All this while you’re having to work some well paid job that you don’t actually like that much.
And here we are with yet another slightly self-pitying ‘comedy drama’ about the same old same old. This was apparently so important to Showtime and its demographic that when its leading man actually died (Philip Seymour Hoffman, may he rest in peace), the network decided that it absolutely had to go ahead with the project with a new leading man (Steve Coogan).
Here Coogan plays a dissatisfied ad man (Mad Men), the ironically named Thom Payne, supposedly living the American Dream with his wife (Kathryn Hahn from Free Agents), but who’s disconcerted by all the young people who work for him, the young Swedes who are taking over the agency and basically everything in modern life. He’s the kind of knob who reads Camus on the train while everyone is reading the Kindle version of the paperback version of the hardback version of Steve Jobs’ biography. He hates his job, just as everyone else does, but more vocally, something that annoys his friend-boss Bradley Whitford.
And a more tedious half-hour it would be hard to find. Apart from the fact it’s mind-numbing repetition of a dozen other “grumpy old men” dramas, Coogan is just not American enough, either to say “asshole” as frequently as he does or to be dissatisfied with the American Dream that he’s so busy ripping apart. Not got a six-pack at 44, Steve? No one ever told you to get one – you’re English. So don’t worry about it, laugh at the Americans and their silly ways, and then go down the pub to laugh at them some more with your mates. Either that or get off your ‘ass’ and go down the gym like the American Dream you apparently want to embrace once upon a time tells you to.

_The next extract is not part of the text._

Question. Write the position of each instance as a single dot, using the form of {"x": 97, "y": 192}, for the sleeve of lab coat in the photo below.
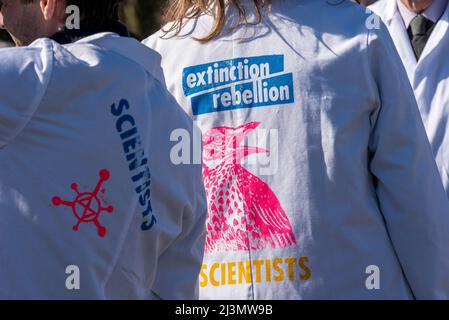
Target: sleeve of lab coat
{"x": 409, "y": 189}
{"x": 24, "y": 76}
{"x": 182, "y": 194}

Incidentally, I should note here that Coogan’s character is 44 years old. Is it because I’m 42 that I’ve read Camus and know who Frank Miller is, am on Facebook and can use Twitter? Am I in the sweet spot between generations, able to bridge the gap between young and old? Or is it because this isn’t the most well observed pieces of writing and actually, what the show thinks is a generational gap is actually a class gap?

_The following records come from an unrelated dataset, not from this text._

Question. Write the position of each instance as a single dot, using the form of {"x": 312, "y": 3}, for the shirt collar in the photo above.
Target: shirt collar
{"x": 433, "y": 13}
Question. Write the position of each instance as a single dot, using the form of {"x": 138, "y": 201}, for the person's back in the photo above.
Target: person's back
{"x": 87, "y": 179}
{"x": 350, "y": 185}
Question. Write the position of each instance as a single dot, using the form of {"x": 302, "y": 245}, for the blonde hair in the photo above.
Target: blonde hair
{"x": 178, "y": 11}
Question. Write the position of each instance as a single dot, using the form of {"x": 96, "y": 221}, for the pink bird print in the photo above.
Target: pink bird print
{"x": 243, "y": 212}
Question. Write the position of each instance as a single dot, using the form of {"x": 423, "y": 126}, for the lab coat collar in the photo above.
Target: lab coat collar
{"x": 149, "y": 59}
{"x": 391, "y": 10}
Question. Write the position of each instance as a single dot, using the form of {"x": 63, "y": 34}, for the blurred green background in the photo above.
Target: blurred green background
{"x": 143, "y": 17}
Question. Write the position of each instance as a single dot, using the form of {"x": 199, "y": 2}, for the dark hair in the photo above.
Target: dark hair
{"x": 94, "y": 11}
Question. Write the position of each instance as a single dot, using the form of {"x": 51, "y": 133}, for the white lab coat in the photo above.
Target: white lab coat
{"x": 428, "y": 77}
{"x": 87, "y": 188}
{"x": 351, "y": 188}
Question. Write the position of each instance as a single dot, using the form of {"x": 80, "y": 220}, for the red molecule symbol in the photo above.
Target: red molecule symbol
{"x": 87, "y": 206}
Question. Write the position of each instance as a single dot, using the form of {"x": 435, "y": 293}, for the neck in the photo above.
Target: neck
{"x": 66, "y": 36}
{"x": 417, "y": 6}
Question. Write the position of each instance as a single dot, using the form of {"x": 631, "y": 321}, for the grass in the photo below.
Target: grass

I leave that one up to you guys to decide (be nice).
The show does try to liven things up a bit with Fight Club style commentary and dream sequences…
…that unfortunately lack any of its perception or fights, and a sequence in which Coogan has sex with a cartoon grandmother, but it’s not enough. By the end of it, you’ll be longing for the sweet release of death almost more than Coogan does.